For SaaS products, also validate your pricing model—monthly subscription, usage-based, per-seat, or hybrid. The model matters as much as the number. Our SaaS starter guide covers pricing model selection in more detail.
Step 6: Technical Feasibility (Can It Actually Be Built?)
Not every good idea is technically feasible at a reasonable cost. Before committing to development, get an honest technical assessment:
- What are the core technical risks? AI accuracy, data availability, integration complexity, regulatory requirements.
- What is the minimum viable architecture? You do not need microservices on day one. You need something that works, scales to your first 100 customers, and can be refactored later.
- What third-party dependencies exist? APIs, data providers, compliance frameworks. If your product depends on a single API that could change its terms tomorrow, that is a risk.
- What is the realistic timeline and cost? Not the optimistic estimate—the realistic one.
This is where working with an experienced technical team pays for itself. Our CTO has spent 20 years architecting enterprise systems—including platforms for Banco Itaú, Ambev, and Walmart—and the difference between a senior architect's feasibility assessment and a junior developer's guess can save you six figures. We walk through the true cost of building an MVP in 2026 with real numbers, not hand-waving.
Step 7: Unit Economics (Will the Business Work?)
The final validation step is mathematical. Even if the problem is real, the solution is compelling, and the technology is feasible, the business must make economic sense.
Calculate these numbers honestly:
- Customer Acquisition Cost (CAC): Based on your landing page test data, what does it cost to acquire one paying customer?
- Lifetime Value (LTV): Based on your pricing validation and estimated churn, what is each customer worth over their lifetime?
- LTV:CAC Ratio: Below 3:1 is a warning sign. Below 1:1 is a death sentence.

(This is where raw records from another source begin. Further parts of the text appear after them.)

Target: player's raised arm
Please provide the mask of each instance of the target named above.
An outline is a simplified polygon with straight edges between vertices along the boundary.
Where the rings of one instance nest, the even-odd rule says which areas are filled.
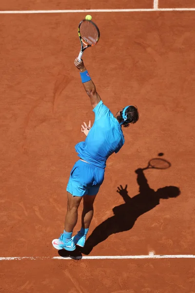
[[[79,62],[78,59],[75,60],[75,65],[80,71],[81,81],[86,92],[90,98],[91,104],[95,108],[101,101],[101,98],[96,91],[96,86],[92,81],[82,60]]]

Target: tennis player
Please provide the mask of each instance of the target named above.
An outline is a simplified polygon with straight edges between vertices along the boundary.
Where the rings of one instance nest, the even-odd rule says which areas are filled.
[[[95,119],[91,128],[86,123],[81,131],[87,136],[84,142],[76,145],[75,149],[79,157],[74,166],[67,187],[67,211],[64,230],[52,244],[58,250],[72,251],[76,245],[83,247],[92,219],[93,204],[99,188],[104,180],[106,160],[113,153],[117,153],[124,143],[122,126],[128,127],[139,118],[137,109],[129,105],[120,110],[115,116],[104,105],[92,81],[82,60],[75,60],[75,65],[80,71],[81,82],[90,98]],[[72,237],[78,220],[78,209],[83,199],[83,209],[80,230]]]

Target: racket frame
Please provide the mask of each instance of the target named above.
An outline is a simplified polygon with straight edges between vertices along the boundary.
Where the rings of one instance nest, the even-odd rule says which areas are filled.
[[[98,34],[98,38],[97,39],[96,42],[95,44],[93,44],[92,45],[88,44],[86,43],[86,42],[85,42],[84,41],[83,41],[81,38],[81,37],[80,36],[80,27],[81,23],[82,23],[84,21],[90,21],[94,25],[94,26],[95,26],[96,29],[97,30]],[[87,21],[87,20],[83,20],[79,22],[79,23],[78,24],[78,37],[79,37],[79,38],[80,39],[80,52],[79,52],[78,56],[78,62],[80,62],[81,58],[82,58],[82,54],[83,54],[83,52],[84,51],[84,50],[86,50],[87,49],[87,48],[88,48],[89,47],[93,47],[97,43],[97,42],[99,41],[100,34],[99,32],[99,29],[98,28],[98,26],[96,25],[96,23],[94,23],[94,22],[93,22],[91,21]],[[85,46],[84,46],[83,45],[85,45]]]

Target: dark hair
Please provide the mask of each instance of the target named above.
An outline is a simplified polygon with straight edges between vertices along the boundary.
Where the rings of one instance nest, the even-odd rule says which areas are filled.
[[[117,120],[120,123],[124,121],[122,118],[122,110],[120,111],[120,116],[117,117]],[[129,106],[125,111],[125,115],[127,116],[127,120],[123,123],[123,127],[128,127],[131,123],[134,124],[139,119],[139,112],[136,106]]]

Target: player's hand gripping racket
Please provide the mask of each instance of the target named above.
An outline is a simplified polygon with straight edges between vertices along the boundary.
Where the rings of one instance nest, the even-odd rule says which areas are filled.
[[[100,33],[98,26],[91,21],[83,20],[78,25],[78,37],[80,39],[81,48],[78,56],[80,62],[83,52],[87,48],[94,46],[99,41]]]
[[[171,163],[168,161],[166,161],[164,159],[156,158],[150,160],[148,162],[147,167],[142,169],[146,170],[146,169],[149,169],[150,168],[155,169],[167,169],[168,168],[169,168],[171,166]]]

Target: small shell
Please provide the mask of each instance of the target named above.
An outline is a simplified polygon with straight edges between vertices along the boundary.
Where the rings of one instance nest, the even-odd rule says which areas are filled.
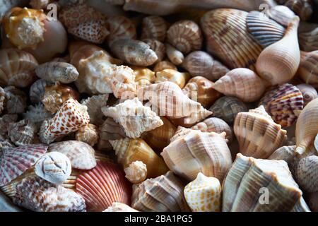
[[[124,171],[125,177],[133,184],[141,183],[147,177],[147,165],[141,161],[132,162]]]
[[[71,83],[78,78],[78,72],[71,64],[48,62],[39,65],[35,69],[37,77],[48,82]]]
[[[216,100],[209,110],[213,112],[213,117],[232,124],[238,113],[247,112],[248,109],[238,98],[225,96]]]
[[[179,72],[173,69],[165,69],[155,73],[155,83],[170,81],[183,88],[190,78],[189,73]]]
[[[184,54],[199,50],[202,46],[202,34],[199,25],[192,20],[179,20],[167,31],[167,41]]]
[[[210,54],[203,51],[194,51],[184,59],[182,66],[192,76],[203,76],[215,81],[230,70]]]
[[[184,197],[193,212],[220,211],[221,187],[215,177],[208,177],[199,172],[184,187]]]
[[[160,42],[165,41],[167,25],[165,20],[158,16],[145,17],[142,22],[141,39],[153,38]]]
[[[253,71],[247,69],[236,69],[229,71],[213,84],[212,88],[244,102],[257,100],[265,91],[263,81]]]
[[[140,211],[187,212],[184,185],[171,171],[133,186],[131,207]]]
[[[79,170],[90,170],[96,166],[94,149],[86,143],[67,141],[53,143],[49,146],[49,152],[59,152],[66,155],[72,167]]]

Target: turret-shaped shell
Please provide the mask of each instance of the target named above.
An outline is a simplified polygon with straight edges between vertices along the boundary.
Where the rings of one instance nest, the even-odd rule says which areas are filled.
[[[35,80],[37,61],[27,52],[16,49],[0,50],[0,85],[27,87]]]
[[[133,186],[131,207],[140,211],[189,211],[184,185],[171,171]]]
[[[222,182],[232,164],[225,138],[225,133],[191,131],[172,140],[161,155],[170,170],[189,181],[202,172]]]
[[[259,105],[263,105],[274,121],[290,126],[304,107],[302,95],[295,85],[285,83],[265,93]]]
[[[87,107],[73,99],[69,99],[52,119],[43,121],[39,132],[40,140],[50,143],[59,137],[84,127],[89,121]]]
[[[194,212],[220,212],[221,186],[215,177],[199,172],[196,178],[184,187],[184,197]]]
[[[202,39],[200,28],[192,20],[177,21],[167,31],[167,41],[184,54],[200,49]]]
[[[296,73],[300,62],[298,28],[299,17],[289,23],[284,37],[264,49],[256,64],[258,74],[271,85],[288,82]]]
[[[263,81],[247,69],[236,69],[218,80],[212,87],[225,95],[236,97],[244,102],[259,100],[265,91]]]
[[[264,106],[240,112],[234,122],[240,152],[254,157],[269,157],[287,139],[287,131],[276,124]]]
[[[223,212],[291,211],[302,200],[285,162],[240,153],[225,177],[222,193]]]
[[[115,107],[104,107],[102,112],[106,117],[112,117],[120,124],[130,138],[138,138],[144,131],[163,125],[157,114],[149,107],[143,106],[137,97],[126,100]]]

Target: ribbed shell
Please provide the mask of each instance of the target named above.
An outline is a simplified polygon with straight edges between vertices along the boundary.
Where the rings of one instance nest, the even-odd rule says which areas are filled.
[[[101,212],[114,202],[130,205],[131,187],[114,163],[97,162],[76,179],[76,191],[85,200],[88,211]]]

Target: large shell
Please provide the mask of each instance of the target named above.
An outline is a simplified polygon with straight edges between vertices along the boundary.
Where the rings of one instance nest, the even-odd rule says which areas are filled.
[[[32,144],[3,151],[0,157],[0,186],[7,184],[30,168],[47,148],[44,144]]]
[[[184,197],[194,212],[220,212],[221,187],[215,177],[199,172],[196,178],[184,187]]]
[[[171,171],[134,185],[131,207],[140,211],[189,211],[184,185]]]
[[[130,205],[131,189],[122,170],[112,162],[98,161],[95,168],[76,179],[76,191],[84,198],[88,211],[101,212],[114,202]]]
[[[287,131],[273,121],[262,105],[248,112],[238,113],[234,133],[240,152],[257,158],[269,157],[287,139]]]
[[[95,150],[86,143],[67,141],[49,145],[49,152],[59,152],[66,155],[72,167],[80,170],[90,170],[96,166]]]
[[[237,9],[221,8],[208,11],[201,19],[208,52],[231,69],[248,68],[255,71],[262,50],[247,31],[247,14]]]
[[[161,155],[173,172],[187,180],[194,180],[202,172],[222,182],[232,164],[225,138],[225,133],[191,131],[172,141]]]
[[[35,80],[37,61],[27,52],[17,49],[0,50],[0,85],[27,87]]]
[[[290,126],[304,107],[302,93],[289,83],[265,93],[259,105],[263,105],[274,121],[282,126]]]
[[[285,162],[240,153],[225,177],[222,192],[223,212],[291,211],[302,199]]]

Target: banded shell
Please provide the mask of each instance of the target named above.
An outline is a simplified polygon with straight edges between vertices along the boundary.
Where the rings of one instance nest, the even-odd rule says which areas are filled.
[[[185,199],[193,212],[220,212],[220,193],[218,179],[201,172],[184,187]]]
[[[76,192],[84,198],[88,211],[101,212],[114,202],[130,205],[131,190],[122,170],[112,162],[98,161],[76,179]]]
[[[287,131],[276,124],[264,106],[240,112],[234,122],[240,152],[257,158],[269,157],[287,139]]]
[[[8,148],[0,157],[0,186],[8,184],[30,169],[44,155],[48,146],[32,144]]]
[[[304,107],[302,93],[285,83],[265,93],[259,105],[263,105],[273,121],[283,127],[290,126]]]
[[[79,170],[90,170],[96,166],[95,150],[86,143],[67,141],[49,145],[49,152],[64,154],[71,161],[72,167]]]
[[[133,186],[131,207],[146,212],[187,212],[184,185],[171,171]]]

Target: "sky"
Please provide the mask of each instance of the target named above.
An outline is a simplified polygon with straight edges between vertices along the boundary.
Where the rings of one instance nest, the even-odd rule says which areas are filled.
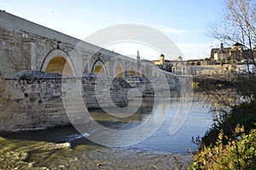
[[[220,19],[223,8],[223,0],[0,1],[2,10],[79,39],[116,25],[146,26],[168,37],[184,60],[209,57],[211,48],[220,43],[208,36],[208,30]],[[127,55],[139,50],[148,60],[158,60],[162,53],[134,42],[105,48]]]

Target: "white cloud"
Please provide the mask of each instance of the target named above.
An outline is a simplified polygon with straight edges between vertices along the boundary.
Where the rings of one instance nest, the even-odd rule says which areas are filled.
[[[174,33],[174,34],[196,33],[196,32],[206,31],[205,30],[183,30],[183,29],[175,29],[170,27],[163,27],[160,29],[160,31],[165,33]]]
[[[212,44],[208,42],[177,43],[186,60],[209,58]]]

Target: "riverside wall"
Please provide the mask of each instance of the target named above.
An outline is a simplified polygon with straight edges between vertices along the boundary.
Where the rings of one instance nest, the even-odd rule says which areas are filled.
[[[154,90],[163,91],[170,87],[175,89],[177,87],[174,79],[169,80],[170,87],[163,87],[160,78],[150,82],[142,77],[125,81],[91,74],[82,78],[63,78],[45,72],[43,76],[38,76],[38,73],[42,74],[40,71],[21,71],[5,78],[0,94],[0,131],[65,126],[71,123],[70,119],[78,124],[86,123],[90,122],[90,117],[80,116],[84,114],[84,106],[87,110],[124,107],[128,105],[127,92],[131,88],[138,88],[141,91],[138,95],[145,96],[154,94]],[[79,87],[73,87],[73,83],[79,83],[80,89]],[[153,89],[152,83],[157,83],[158,88]],[[69,100],[66,105],[73,113],[67,116],[63,99],[69,97],[68,88],[81,93],[84,106],[75,99]]]

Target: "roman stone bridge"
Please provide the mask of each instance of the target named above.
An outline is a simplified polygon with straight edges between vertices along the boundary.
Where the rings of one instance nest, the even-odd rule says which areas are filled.
[[[141,60],[138,52],[137,59],[124,56],[0,10],[0,131],[89,122],[79,116],[84,108],[78,103],[67,104],[76,110],[71,117],[63,106],[61,87],[79,81],[87,109],[125,106],[132,88],[156,94],[178,84],[175,75]]]
[[[0,11],[0,30],[2,77],[22,70],[73,76],[83,73],[123,78],[164,76],[151,61],[140,60],[139,54],[134,60],[3,11]],[[166,73],[168,76],[172,76]]]

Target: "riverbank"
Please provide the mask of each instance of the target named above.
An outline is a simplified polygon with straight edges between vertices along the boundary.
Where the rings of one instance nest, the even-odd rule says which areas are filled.
[[[7,139],[0,137],[0,169],[172,169],[187,168],[192,154],[153,153],[67,143]]]

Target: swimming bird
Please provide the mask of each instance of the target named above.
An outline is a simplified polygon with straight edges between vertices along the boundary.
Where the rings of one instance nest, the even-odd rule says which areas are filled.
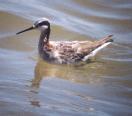
[[[16,34],[39,29],[41,34],[38,43],[40,56],[47,62],[57,64],[76,64],[88,61],[101,49],[113,42],[112,35],[97,41],[50,41],[51,26],[46,18],[37,20],[33,26]]]

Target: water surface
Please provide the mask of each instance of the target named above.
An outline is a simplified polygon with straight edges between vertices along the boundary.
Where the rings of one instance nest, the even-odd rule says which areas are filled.
[[[132,115],[132,2],[129,0],[6,0],[0,2],[1,116]],[[38,57],[38,31],[15,33],[41,17],[52,40],[114,43],[83,66]]]

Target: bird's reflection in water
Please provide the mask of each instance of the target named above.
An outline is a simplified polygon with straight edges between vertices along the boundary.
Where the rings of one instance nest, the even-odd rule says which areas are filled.
[[[97,75],[97,69],[99,69],[101,66],[102,65],[100,63],[90,63],[83,66],[56,65],[46,63],[42,59],[39,59],[35,66],[34,78],[31,83],[31,105],[36,107],[41,106],[38,93],[41,82],[45,78],[57,77],[76,83],[94,83],[95,81],[99,82],[100,78],[95,79],[95,72]]]
[[[39,59],[34,70],[34,79],[32,80],[32,87],[39,88],[41,81],[44,78],[61,78],[77,83],[90,83],[92,78],[98,75],[103,65],[99,62],[92,62],[88,65],[57,65],[49,64]],[[101,70],[102,72],[102,70]],[[87,81],[86,81],[87,80]],[[94,81],[94,80],[93,80]]]

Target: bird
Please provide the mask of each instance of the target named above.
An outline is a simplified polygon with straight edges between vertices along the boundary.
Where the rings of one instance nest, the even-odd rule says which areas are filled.
[[[51,24],[47,18],[35,21],[31,27],[17,32],[16,35],[33,29],[40,30],[38,43],[40,57],[55,64],[87,62],[113,42],[113,35],[108,35],[96,41],[50,41]]]

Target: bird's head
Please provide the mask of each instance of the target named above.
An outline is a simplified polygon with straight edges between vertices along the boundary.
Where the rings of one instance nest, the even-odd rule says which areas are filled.
[[[22,31],[19,31],[16,34],[20,34],[33,29],[39,29],[40,31],[50,30],[50,22],[46,18],[41,18],[37,20],[31,27],[24,29]]]

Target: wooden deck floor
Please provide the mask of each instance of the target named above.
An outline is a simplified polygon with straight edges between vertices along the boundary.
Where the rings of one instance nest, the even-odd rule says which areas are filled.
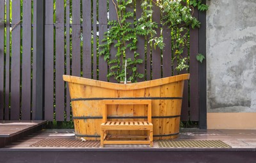
[[[33,133],[23,139],[21,139],[11,144],[0,148],[0,150],[12,150],[14,149],[19,150],[33,150],[38,149],[38,147],[31,147],[31,144],[35,144],[41,140],[45,139],[75,139],[74,130],[71,129],[54,129],[54,130],[42,130],[40,132]],[[256,151],[256,130],[200,130],[197,128],[184,128],[181,129],[179,138],[175,140],[220,140],[225,143],[230,145],[232,148],[226,149],[227,150],[247,150],[251,151]],[[117,145],[115,148],[122,148],[124,146]],[[136,145],[131,147],[136,148]],[[41,148],[45,150],[48,148],[60,149],[60,147],[51,148]],[[62,150],[69,150],[70,148],[65,149],[62,148]],[[110,146],[108,148],[90,148],[90,150],[93,148],[100,148],[101,150],[108,148],[113,148],[113,146]],[[143,147],[143,149],[150,150],[152,148]],[[159,148],[159,146],[154,142],[153,148]],[[184,149],[184,148],[180,148]],[[191,148],[189,148],[190,150]],[[79,148],[76,148],[78,150]],[[81,148],[81,150],[84,148]],[[196,148],[198,150],[198,148]],[[108,150],[109,149],[108,149]],[[175,150],[177,150],[175,148]],[[189,150],[189,149],[187,149]],[[195,150],[195,149],[194,149]],[[209,149],[212,150],[212,149]]]
[[[40,130],[46,121],[0,121],[0,148]]]

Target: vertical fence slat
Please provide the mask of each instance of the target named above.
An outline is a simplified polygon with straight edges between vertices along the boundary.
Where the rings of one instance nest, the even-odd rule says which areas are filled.
[[[114,3],[116,4],[116,1],[113,0]],[[117,20],[117,15],[116,15],[116,9],[115,7],[115,4],[113,4],[112,0],[109,1],[109,20]],[[111,27],[109,26],[109,28]],[[114,43],[116,43],[116,41],[115,41]],[[110,52],[111,52],[111,56],[110,56],[110,59],[115,59],[115,56],[117,52],[117,49],[114,47],[114,45],[111,45],[110,47]],[[111,66],[111,65],[109,65],[109,66]],[[110,69],[109,69],[110,71]],[[116,82],[116,81],[115,79],[115,77],[113,76],[109,77],[109,82]]]
[[[66,1],[66,62],[67,62],[67,75],[70,75],[70,1]],[[68,84],[67,84],[66,92],[66,114],[67,121],[70,120],[70,95]]]
[[[132,3],[129,4],[127,6],[126,12],[133,13],[134,11],[134,4]],[[132,17],[132,18],[129,17],[129,18],[127,18],[126,20],[127,20],[127,22],[130,22],[131,24],[131,26],[132,27],[133,26],[133,22],[134,22],[134,18],[133,17]],[[132,42],[132,41],[130,40],[130,41],[127,42],[126,43],[126,44],[128,45],[129,43],[131,43]],[[129,48],[127,48],[126,49],[126,50],[125,50],[125,58],[131,58],[132,59],[132,61],[134,60],[134,52],[133,51],[130,50]],[[123,65],[125,65],[125,62],[124,61]],[[122,66],[123,66],[123,65],[122,65]],[[131,76],[130,74],[132,74],[132,71],[130,70],[127,70],[127,80],[129,81],[129,77]]]
[[[184,29],[184,31],[182,32],[182,35],[186,35],[186,32],[187,31],[187,29]],[[183,54],[182,54],[182,57],[183,58],[188,58],[188,47],[185,46],[184,49],[183,49]],[[183,70],[181,71],[180,74],[186,74],[188,73],[188,71],[186,70]],[[188,108],[188,81],[184,81],[184,88],[183,88],[183,98],[182,98],[182,108],[181,108],[181,117],[180,119],[182,121],[188,121],[189,119],[189,115],[188,115],[188,111],[189,111],[189,108]]]
[[[31,1],[23,1],[21,120],[30,120],[31,67]]]
[[[156,6],[153,2],[154,6],[154,14],[152,15],[152,20],[160,24],[161,13],[160,8]],[[156,36],[160,36],[161,29],[160,27],[156,30],[157,32]],[[152,79],[161,78],[161,52],[160,49],[157,47],[153,47],[152,49]]]
[[[56,1],[56,120],[64,120],[64,1]],[[80,48],[80,47],[79,47]]]
[[[53,88],[54,88],[54,35],[53,35],[53,1],[45,1],[45,90],[44,118],[53,121]]]
[[[6,52],[5,59],[5,102],[4,102],[4,120],[10,120],[10,0],[7,0],[6,2]]]
[[[104,33],[108,29],[107,1],[99,1],[99,42],[102,43]],[[99,57],[99,79],[106,81],[108,74],[108,64],[104,59],[104,56]]]
[[[83,77],[92,78],[91,0],[83,0]]]
[[[20,1],[13,1],[12,7],[11,120],[19,120],[20,103]]]
[[[165,44],[163,49],[163,77],[172,75],[172,36],[168,26],[163,26],[163,38]]]
[[[80,77],[80,0],[72,1],[72,75]]]
[[[97,79],[97,1],[93,1],[93,79]]]
[[[33,1],[33,70],[32,70],[32,120],[36,117],[36,1]]]
[[[141,16],[142,8],[140,6],[141,1],[137,0],[136,2],[136,19],[138,20]],[[143,61],[143,63],[137,65],[138,72],[145,75],[145,37],[142,36],[138,36],[138,43],[137,43],[137,52],[140,54],[140,56],[137,59],[140,59]],[[145,78],[137,79],[138,82],[144,81]]]
[[[0,120],[4,118],[4,1],[0,1]]]
[[[194,8],[193,16],[198,19],[198,11]],[[190,29],[190,120],[199,120],[199,87],[198,61],[196,56],[198,54],[198,29]]]

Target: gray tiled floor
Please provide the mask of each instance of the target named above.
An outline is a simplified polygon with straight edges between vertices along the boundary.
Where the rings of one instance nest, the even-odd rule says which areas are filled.
[[[75,136],[74,130],[44,130],[1,148],[0,150],[33,148],[29,146],[31,144],[45,138],[75,139]],[[176,140],[220,140],[233,149],[250,149],[256,151],[256,130],[181,128],[179,137]],[[154,142],[154,147],[158,148],[156,142]]]

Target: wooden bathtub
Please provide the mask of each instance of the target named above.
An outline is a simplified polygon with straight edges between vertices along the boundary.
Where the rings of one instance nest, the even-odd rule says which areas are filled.
[[[177,137],[184,82],[189,77],[189,74],[186,74],[124,84],[63,75],[63,80],[68,83],[76,136],[88,140],[99,139],[102,100],[151,99],[154,139]],[[108,118],[112,121],[143,120],[147,116],[147,105],[109,107]],[[140,133],[122,131],[112,134]]]

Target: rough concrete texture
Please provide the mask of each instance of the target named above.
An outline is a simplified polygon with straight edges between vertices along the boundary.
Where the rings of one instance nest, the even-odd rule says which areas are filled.
[[[256,1],[207,1],[207,112],[256,112]]]

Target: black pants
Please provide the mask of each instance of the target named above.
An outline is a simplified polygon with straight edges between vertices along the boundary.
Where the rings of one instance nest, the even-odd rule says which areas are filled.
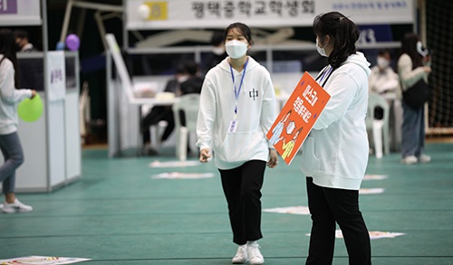
[[[228,203],[233,241],[243,245],[257,241],[261,233],[261,187],[265,162],[252,160],[239,167],[220,170],[222,187]]]
[[[306,182],[313,224],[305,264],[332,264],[335,222],[344,238],[349,264],[371,264],[370,234],[359,210],[359,191],[321,187],[312,177]]]

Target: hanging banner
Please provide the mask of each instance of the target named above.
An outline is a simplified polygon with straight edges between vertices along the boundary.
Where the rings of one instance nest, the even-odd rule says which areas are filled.
[[[0,0],[0,26],[40,25],[41,1]]]
[[[47,89],[50,101],[64,99],[66,94],[66,67],[64,52],[47,52]]]
[[[129,30],[311,26],[321,13],[339,11],[359,24],[412,24],[413,0],[126,1]]]

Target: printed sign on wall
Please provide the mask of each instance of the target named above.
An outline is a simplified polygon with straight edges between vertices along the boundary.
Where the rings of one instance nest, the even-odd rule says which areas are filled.
[[[339,11],[358,24],[412,24],[412,0],[167,0],[126,2],[126,28],[311,26],[321,13]]]
[[[41,1],[0,0],[0,26],[41,24]]]
[[[58,101],[64,99],[66,94],[66,67],[64,64],[64,52],[49,52],[47,60],[47,88],[49,100]]]

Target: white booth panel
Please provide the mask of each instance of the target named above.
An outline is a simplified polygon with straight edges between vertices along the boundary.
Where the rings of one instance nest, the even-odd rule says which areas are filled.
[[[66,90],[64,105],[64,122],[66,137],[66,181],[81,176],[82,150],[79,122],[79,92]]]
[[[49,175],[50,186],[64,183],[66,176],[64,159],[64,100],[53,101],[48,104],[49,136]],[[77,122],[77,121],[76,121]]]

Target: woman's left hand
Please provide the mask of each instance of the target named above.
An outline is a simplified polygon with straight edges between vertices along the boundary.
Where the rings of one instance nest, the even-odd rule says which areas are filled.
[[[267,161],[267,166],[274,168],[278,165],[278,156],[275,149],[269,149],[269,161]]]

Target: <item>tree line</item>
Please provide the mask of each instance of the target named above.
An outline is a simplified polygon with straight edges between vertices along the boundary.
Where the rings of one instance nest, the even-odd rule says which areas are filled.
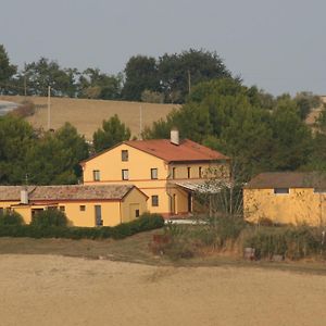
[[[55,131],[22,117],[0,117],[0,185],[70,185],[82,180],[80,161],[130,138],[116,115],[103,121],[90,145],[70,123]]]
[[[326,171],[326,109],[314,125],[305,123],[318,97],[302,92],[277,98],[235,79],[214,79],[193,87],[186,103],[143,131],[167,138],[172,127],[229,155],[242,181],[261,172]]]
[[[0,45],[0,93],[103,100],[184,103],[192,86],[213,78],[231,77],[216,52],[190,49],[165,53],[158,59],[134,55],[123,72],[106,74],[88,67],[62,67],[57,61],[40,58],[22,70],[10,62]]]

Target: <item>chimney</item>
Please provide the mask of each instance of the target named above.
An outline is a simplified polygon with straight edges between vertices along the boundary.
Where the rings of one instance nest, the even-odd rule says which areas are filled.
[[[177,128],[172,128],[171,129],[171,143],[173,145],[179,145],[180,141],[179,141],[179,130]]]
[[[28,191],[26,188],[21,190],[21,204],[28,204]]]

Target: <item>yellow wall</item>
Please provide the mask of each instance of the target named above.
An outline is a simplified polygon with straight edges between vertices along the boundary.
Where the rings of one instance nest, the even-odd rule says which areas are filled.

- Payback Period: How many months until you recover your acquisition cost? For startups, under 12 months is the target.
- Gross Margin: After hosting, API costs, and support, what percentage of revenue is profit?
If the unit economics do not work at scale, no amount of brilliant engineering will save you. Better to discover this before spending $30K on development than after.
When to Move Forward
You are ready to build when:
- At least 15 of 20 interviewees confirm the problem is real and painful
- Your landing page converts at 5%+ for signups or 2%+ for paid commitments
- Competitors exist but have clear, exploitable weaknesses
- People will pay a price that supports 3:1+ LTV:CAC
- A technical assessment confirms the product can be built within your budget
- Unit economics work at realistic (not optimistic) assumptions
If you hit five of six, move forward with confidence. If you hit fewer than four, iterate on the idea or pivot entirely. The validation process is not a gate—it is a compass.
From Validation to Velocity
Once you have validated demand, the goal is speed. Every week between validation and launch is a week where the market can shift, competitors can move, and your insights can go stale. This is exactly why our eight-week idea-to-revenue process exists—it compresses validated ideas into production software with paying customers in under two months.
The founders who win are not the ones with the best ideas. They are the ones who validate fastest, build fastest, and learn fastest. Validation is not a delay—it is an accelerant. It gives you the confidence to move decisively and the data to make every development dollar count.